In two-dimensional (2D) disordered superconductors prior to superconducting (SC) transition, the appearance of a resistance peak in the temperature dependent resistance $R(T)$ measurements indicates the presence of weak localization (WL) and electron-electron interaction (EEI) in the diffusion channel and SC fluctuations in the Cooper channel. Here, we demonstrate an interplay between SC fluctuations and EEI by low-temperature magnetotransport measurements for a set of 2D disordered TiN thin films. While cooling the sample, a characteristic temperature ${T}^{*}$ is obtained from the $R(T)$ at which SC fluctuations start to appear. The upturn in $R(T)$ above ${T}^{*}$ corresponds to WL and/or EEI. By the temperature and field dependences of the observed resistance, we show that the upturn in $R(T)$ originates mainly from EEI with a negligible contribution from WL. Further, we have used the modified Larkin's electron-electron attraction strength $\ensuremath{\beta}(T/{T}_{\mathrm{c}})$, containing a field-induced pair-breaking parameter, in the Maki-Thompson SC fluctuation term. Here, the temperature dependence of $\ensuremath{\beta}(T/{T}_{\mathrm{c}})$ obtained from the magnetoresistance (MR) analysis shows a diverging behavior close to ${T}_{\mathrm{c}}$, and it remains almost constant at higher temperature within the limit of $\mathrm{ln}(T/{T}_{\mathrm{c}})<1$. Interestingly, the variation of $\ensuremath{\beta}(T/{T}_{\mathrm{c}})$ on the reduced temperature $(T/{T}_{\mathrm{c}})$ offers a common trend which has been closely followed by all the concerned samples presented in this paper.

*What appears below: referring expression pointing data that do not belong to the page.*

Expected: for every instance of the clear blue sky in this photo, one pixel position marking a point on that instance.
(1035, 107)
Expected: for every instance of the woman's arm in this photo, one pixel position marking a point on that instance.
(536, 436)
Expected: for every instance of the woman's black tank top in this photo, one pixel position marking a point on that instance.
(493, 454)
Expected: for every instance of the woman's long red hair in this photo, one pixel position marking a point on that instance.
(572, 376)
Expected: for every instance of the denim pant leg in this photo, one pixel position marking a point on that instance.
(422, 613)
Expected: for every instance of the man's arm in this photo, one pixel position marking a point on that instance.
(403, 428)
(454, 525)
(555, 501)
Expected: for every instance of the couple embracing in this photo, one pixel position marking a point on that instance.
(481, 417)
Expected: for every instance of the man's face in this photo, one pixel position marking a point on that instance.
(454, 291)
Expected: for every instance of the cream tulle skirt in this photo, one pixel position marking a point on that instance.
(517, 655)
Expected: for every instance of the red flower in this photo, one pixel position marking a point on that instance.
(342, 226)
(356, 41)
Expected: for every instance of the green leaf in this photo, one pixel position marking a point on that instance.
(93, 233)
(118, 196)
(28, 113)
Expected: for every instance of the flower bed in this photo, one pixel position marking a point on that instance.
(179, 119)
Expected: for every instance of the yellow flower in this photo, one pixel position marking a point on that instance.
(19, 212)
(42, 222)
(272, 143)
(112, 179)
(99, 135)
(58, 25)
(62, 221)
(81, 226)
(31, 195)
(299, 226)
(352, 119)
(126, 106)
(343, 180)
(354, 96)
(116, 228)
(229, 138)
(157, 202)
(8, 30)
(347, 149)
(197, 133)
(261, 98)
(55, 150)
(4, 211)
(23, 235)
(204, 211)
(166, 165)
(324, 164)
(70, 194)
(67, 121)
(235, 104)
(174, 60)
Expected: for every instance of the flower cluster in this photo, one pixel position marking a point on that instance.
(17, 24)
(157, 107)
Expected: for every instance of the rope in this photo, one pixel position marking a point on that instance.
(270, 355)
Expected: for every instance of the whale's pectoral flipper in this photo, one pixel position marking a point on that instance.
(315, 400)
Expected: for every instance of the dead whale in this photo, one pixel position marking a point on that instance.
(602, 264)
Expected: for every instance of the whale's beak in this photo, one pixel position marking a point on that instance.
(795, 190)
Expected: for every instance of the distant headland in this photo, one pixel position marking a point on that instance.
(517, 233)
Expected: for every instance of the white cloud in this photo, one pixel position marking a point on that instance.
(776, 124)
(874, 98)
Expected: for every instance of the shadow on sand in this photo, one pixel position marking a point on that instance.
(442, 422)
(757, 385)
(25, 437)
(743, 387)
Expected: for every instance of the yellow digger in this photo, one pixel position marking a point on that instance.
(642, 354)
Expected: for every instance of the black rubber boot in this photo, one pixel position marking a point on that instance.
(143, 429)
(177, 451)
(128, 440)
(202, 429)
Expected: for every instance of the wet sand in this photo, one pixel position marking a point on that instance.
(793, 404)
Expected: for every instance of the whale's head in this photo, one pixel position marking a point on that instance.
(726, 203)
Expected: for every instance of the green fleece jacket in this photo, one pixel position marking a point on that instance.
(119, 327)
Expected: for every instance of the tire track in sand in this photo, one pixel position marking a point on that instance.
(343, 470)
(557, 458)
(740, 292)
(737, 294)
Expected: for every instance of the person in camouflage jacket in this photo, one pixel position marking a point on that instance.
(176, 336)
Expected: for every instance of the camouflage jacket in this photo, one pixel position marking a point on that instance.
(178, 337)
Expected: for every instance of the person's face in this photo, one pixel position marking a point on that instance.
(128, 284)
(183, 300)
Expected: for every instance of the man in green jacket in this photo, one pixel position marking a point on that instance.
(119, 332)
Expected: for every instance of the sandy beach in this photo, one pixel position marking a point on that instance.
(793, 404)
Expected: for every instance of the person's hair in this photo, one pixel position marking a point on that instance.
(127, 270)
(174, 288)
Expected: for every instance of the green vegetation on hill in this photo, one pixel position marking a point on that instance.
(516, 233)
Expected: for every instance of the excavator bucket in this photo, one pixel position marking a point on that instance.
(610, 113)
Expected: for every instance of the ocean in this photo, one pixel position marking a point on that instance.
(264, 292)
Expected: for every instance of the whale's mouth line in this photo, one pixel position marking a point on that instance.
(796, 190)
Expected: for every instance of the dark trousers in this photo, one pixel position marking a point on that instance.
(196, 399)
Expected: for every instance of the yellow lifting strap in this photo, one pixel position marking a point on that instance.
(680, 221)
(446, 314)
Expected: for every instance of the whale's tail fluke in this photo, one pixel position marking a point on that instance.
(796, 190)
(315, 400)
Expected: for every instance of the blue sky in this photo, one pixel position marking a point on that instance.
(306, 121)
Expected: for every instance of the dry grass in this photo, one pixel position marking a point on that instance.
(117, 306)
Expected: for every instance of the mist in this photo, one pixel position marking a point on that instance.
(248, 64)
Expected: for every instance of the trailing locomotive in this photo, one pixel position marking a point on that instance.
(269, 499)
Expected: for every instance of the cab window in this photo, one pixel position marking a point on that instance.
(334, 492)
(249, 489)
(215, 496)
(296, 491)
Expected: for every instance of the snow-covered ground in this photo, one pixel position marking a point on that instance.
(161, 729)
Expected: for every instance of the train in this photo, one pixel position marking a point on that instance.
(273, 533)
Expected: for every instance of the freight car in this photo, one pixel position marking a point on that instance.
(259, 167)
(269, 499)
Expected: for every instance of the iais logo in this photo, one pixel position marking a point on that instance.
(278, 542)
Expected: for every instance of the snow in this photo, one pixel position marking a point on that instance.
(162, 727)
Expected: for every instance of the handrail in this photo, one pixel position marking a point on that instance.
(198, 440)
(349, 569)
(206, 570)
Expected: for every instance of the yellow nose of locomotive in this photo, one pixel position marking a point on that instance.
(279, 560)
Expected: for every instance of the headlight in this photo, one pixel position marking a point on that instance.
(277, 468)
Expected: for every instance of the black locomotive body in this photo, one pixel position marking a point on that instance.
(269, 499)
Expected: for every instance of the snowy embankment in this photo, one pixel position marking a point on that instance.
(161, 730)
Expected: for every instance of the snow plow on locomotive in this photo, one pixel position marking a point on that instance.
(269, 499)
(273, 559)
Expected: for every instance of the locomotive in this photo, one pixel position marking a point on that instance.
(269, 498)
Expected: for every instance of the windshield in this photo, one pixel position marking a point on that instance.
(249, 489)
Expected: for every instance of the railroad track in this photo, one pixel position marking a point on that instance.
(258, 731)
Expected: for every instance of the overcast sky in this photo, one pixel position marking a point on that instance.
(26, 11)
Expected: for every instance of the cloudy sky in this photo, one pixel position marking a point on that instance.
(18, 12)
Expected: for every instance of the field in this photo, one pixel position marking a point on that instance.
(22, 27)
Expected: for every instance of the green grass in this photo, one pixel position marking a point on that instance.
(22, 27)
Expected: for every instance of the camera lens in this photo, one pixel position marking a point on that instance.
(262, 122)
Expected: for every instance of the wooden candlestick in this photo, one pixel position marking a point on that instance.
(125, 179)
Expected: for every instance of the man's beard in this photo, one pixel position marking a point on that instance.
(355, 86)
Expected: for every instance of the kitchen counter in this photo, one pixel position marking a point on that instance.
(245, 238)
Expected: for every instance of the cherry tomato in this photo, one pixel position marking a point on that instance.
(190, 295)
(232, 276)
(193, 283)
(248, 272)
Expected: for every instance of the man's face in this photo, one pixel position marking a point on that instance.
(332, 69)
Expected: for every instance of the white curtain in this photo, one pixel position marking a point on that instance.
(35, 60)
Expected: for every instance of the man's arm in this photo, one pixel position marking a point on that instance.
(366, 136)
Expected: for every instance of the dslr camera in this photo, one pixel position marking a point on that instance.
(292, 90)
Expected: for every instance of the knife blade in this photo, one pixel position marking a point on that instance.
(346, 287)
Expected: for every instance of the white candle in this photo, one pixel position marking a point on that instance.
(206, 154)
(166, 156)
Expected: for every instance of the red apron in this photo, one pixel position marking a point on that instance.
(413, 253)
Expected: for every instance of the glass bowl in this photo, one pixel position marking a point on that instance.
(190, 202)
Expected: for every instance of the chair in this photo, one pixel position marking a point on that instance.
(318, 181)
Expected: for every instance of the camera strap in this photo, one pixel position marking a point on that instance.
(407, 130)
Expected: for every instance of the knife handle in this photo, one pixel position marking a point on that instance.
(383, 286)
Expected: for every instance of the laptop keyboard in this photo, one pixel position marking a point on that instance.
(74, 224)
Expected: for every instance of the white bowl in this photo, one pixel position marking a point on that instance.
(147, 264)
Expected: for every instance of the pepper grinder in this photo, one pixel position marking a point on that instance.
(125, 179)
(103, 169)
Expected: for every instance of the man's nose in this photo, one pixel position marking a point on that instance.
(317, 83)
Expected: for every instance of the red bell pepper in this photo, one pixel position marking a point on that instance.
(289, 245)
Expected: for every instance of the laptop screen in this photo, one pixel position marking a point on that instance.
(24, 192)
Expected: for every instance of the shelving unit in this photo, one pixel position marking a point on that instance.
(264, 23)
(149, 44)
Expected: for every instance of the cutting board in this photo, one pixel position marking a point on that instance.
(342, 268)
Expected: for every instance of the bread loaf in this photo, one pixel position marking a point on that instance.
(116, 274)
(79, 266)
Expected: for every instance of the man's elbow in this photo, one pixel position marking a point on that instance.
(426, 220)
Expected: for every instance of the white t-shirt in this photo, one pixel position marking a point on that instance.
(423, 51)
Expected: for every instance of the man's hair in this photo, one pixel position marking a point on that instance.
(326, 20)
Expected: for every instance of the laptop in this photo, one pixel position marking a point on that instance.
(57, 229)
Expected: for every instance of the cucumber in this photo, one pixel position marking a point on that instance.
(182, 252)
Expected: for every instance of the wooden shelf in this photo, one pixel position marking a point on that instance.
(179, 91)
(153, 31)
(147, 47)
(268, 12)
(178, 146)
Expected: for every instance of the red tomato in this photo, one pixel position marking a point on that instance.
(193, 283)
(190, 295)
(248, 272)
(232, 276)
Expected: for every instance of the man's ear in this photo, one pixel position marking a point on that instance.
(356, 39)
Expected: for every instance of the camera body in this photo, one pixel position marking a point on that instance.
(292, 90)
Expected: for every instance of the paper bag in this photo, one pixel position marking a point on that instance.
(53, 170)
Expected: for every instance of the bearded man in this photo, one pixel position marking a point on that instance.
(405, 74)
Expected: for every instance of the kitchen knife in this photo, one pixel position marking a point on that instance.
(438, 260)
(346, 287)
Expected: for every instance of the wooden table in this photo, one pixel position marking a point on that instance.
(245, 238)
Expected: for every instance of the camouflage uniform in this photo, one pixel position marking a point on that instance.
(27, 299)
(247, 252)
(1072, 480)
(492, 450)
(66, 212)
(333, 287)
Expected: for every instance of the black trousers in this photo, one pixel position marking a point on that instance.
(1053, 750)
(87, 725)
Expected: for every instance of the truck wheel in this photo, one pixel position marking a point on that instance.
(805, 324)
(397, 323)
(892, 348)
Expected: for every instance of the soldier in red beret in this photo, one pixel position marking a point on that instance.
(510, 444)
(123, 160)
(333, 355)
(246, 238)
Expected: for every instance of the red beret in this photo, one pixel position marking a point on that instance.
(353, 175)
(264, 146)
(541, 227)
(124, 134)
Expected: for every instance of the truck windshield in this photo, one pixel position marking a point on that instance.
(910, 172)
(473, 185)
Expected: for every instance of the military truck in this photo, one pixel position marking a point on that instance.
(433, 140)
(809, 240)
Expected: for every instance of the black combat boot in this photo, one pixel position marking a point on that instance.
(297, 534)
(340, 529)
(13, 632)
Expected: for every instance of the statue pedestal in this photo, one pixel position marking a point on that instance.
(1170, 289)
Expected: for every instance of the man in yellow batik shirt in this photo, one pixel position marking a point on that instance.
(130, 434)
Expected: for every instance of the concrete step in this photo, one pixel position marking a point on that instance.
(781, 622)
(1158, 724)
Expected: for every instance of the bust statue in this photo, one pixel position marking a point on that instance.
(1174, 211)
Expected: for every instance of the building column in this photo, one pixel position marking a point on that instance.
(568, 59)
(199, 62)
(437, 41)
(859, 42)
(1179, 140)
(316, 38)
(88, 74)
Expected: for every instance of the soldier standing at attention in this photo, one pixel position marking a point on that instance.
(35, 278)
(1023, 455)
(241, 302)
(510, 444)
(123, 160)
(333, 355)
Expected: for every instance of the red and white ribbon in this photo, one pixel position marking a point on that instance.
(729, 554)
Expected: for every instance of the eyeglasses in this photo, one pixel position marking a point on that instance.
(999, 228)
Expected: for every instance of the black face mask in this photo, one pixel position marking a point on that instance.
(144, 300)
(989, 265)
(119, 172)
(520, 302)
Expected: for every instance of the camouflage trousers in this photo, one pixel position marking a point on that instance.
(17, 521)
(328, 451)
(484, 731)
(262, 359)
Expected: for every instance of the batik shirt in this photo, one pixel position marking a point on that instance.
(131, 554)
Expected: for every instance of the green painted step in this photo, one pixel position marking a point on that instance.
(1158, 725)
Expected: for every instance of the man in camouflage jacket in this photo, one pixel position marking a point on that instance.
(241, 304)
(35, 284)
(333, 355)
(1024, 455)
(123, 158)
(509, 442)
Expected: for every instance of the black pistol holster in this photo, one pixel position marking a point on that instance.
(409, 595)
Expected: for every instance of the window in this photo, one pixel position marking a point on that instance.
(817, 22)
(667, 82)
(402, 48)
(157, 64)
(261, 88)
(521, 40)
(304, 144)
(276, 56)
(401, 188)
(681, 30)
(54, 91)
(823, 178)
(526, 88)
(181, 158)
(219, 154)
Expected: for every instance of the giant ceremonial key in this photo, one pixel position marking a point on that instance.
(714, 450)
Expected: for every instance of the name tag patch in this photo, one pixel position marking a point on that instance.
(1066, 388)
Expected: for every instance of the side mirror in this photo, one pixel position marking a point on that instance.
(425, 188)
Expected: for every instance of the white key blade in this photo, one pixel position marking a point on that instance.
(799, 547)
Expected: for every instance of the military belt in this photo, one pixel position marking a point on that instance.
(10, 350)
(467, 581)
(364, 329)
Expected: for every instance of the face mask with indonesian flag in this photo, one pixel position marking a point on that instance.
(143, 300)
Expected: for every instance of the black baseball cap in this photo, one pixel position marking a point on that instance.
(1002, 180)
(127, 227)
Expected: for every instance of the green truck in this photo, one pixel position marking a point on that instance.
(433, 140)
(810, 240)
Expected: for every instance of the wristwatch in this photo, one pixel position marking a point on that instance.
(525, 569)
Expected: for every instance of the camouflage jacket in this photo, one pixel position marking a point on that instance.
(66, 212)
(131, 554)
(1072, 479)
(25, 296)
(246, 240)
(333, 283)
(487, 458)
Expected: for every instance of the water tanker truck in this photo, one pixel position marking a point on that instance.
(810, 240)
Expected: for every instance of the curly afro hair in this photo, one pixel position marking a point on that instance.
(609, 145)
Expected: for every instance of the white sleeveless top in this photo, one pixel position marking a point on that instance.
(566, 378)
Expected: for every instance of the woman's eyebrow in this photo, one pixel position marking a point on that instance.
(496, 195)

Finally, the temperature dependence of inverse phase scattering time (${\ensuremath{\tau}}_{\ensuremath{\phi}}^{\ensuremath{-}1}$), as obtained from the MR analysis, clearly shows two different regimes; the first one close to ${T}_{\mathrm{c}}$ follows the Ginzburg-Landau relaxation rate $({\ensuremath{\tau}}_{\mathrm{GL}}^{\ensuremath{-}1})$, whereas the second one at high temperature varies almost linearly with temperature, indicating the dominance of inelastic electron-electron scattering for the dephasing mechanism. These two regimes are followed in a generic way by all the samples despite being grown under different growth conditions.